Kapitalist düzen içerisinde yaşanılan ıstıraptan çıkmanın yolu nedir? Emekçiler çözümü nerede aramalı?

Toplu iş sözleşmeleri ve disiplin kurulları özellikle işten çıkarmada ve mobbing uygulanmasında bir kesici etkiye sahip. Toplu iş sözleşmesi nasıl yapılır? Örgütlenerek, sendikaya üye olarak… Karl Marx'ın dediği gibi “Geleceğin mutfakları için bugünden yemek tarifi vermenin çok bir anlamı yok” ama mücadele, mutlaka siyasal birikimin sonucu olabilecek, kazanabileceğimiz şeyler aslında. Bugün doktorların, sağlık emekçilerinin, madencilerin, kuryelerin yaptığı eylemler aslında bize bir çıkış yolu gösteriyor.
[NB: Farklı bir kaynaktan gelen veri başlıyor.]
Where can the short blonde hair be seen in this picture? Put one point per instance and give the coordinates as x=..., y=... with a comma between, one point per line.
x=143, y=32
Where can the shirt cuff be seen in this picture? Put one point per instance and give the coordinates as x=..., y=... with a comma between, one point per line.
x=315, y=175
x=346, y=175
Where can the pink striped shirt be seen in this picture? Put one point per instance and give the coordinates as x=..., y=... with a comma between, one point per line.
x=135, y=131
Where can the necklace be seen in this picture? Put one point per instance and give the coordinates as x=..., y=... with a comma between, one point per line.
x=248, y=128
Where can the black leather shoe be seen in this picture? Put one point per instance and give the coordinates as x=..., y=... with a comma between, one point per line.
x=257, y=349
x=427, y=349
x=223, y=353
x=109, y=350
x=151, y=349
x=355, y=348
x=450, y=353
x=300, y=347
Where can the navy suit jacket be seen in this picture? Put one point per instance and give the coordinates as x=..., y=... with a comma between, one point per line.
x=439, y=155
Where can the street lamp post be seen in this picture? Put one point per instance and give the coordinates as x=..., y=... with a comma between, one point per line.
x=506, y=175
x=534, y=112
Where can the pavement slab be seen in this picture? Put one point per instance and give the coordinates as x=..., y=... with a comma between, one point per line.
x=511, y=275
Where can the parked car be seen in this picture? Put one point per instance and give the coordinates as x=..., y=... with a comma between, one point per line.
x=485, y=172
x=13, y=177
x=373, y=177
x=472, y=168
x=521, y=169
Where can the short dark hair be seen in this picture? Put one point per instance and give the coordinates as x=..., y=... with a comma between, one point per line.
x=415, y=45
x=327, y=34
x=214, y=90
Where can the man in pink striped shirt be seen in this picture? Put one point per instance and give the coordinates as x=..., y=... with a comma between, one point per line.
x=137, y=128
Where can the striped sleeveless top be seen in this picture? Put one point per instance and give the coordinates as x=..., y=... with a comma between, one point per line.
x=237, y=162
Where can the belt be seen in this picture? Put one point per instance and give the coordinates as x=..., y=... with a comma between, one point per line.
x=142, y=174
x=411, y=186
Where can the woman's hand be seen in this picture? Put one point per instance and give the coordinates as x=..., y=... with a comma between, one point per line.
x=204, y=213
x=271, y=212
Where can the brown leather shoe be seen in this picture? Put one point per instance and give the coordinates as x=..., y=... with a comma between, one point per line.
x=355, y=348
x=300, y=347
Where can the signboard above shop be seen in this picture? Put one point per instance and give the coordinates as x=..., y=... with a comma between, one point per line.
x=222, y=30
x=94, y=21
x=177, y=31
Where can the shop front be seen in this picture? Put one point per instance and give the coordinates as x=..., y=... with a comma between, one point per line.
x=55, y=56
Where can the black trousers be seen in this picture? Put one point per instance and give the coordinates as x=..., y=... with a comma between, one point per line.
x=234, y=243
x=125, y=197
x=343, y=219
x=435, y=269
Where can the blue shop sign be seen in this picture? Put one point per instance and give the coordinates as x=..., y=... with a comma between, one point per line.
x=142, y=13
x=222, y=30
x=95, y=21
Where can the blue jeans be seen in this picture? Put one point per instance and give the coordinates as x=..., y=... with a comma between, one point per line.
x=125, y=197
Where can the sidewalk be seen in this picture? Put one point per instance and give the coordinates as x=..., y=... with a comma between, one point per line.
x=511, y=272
Kendi haysiyetlerine sahip çıkmanın hayatlarını nasıl dönüştürdüğünü…

KÂR YÜKSELDİKÇE ŞİDDET ARTIYOR

Siz çalışmanızda onlarca insanla görüştünüz. Yaşadıkları deneyimlerden bir aktarım elde ettiniz. Yazım sürecinde sizi en çok etkileyen anlatı hangileri oldu?

Hepsinden çok etkilendim ama mesela patronun sağlık odasına oksijen sistemi kurdurması çok gelişkin bir sistem. Yani normalde oksijen tüpü her iş yerinde olması gerekiyor. İşçilerin hastalandığını bildikleri için bir psikoterapi merkeziyle anlaşmaları... Fetullahçıların yaptığı mobbingler; işçileri, öğretmenleri uzaklaştırmak için yaptığı mobbingler, ciddi siyasal şiddet eylemleri beni gerçekten çok etkiledi. KHK’li öğretmenlerin yaşadığı… O kadar farklı şiddet öyküleri var ki. Patronlar “O gider başkası gelir, dışarıda oyuncu çok” anlayışında. Onun için bütün şiddet eylemlerini uygulamak ve farklı metotlar geliştirmek için ellerinden geleni yapıyorlar. Bu mobbing kavramı üzerine düşünmek, bunu tekrar geliştirmek, insanların acı çekmesine ve acı çekerek artı değer üretmeleri için milyon dolarlar harcıyorlar. Endüstri mühendislerine ve insan kaynakları alanına inanılmaz paralar akıtıyorlar. Onun için kâr marjı ne kadar yüksek olursa uyguladığı şiddet de aslında o kadar yükselebiliyor. Onlar için hiçbir şekilde personelin önemi yok, o gider başkası gelir.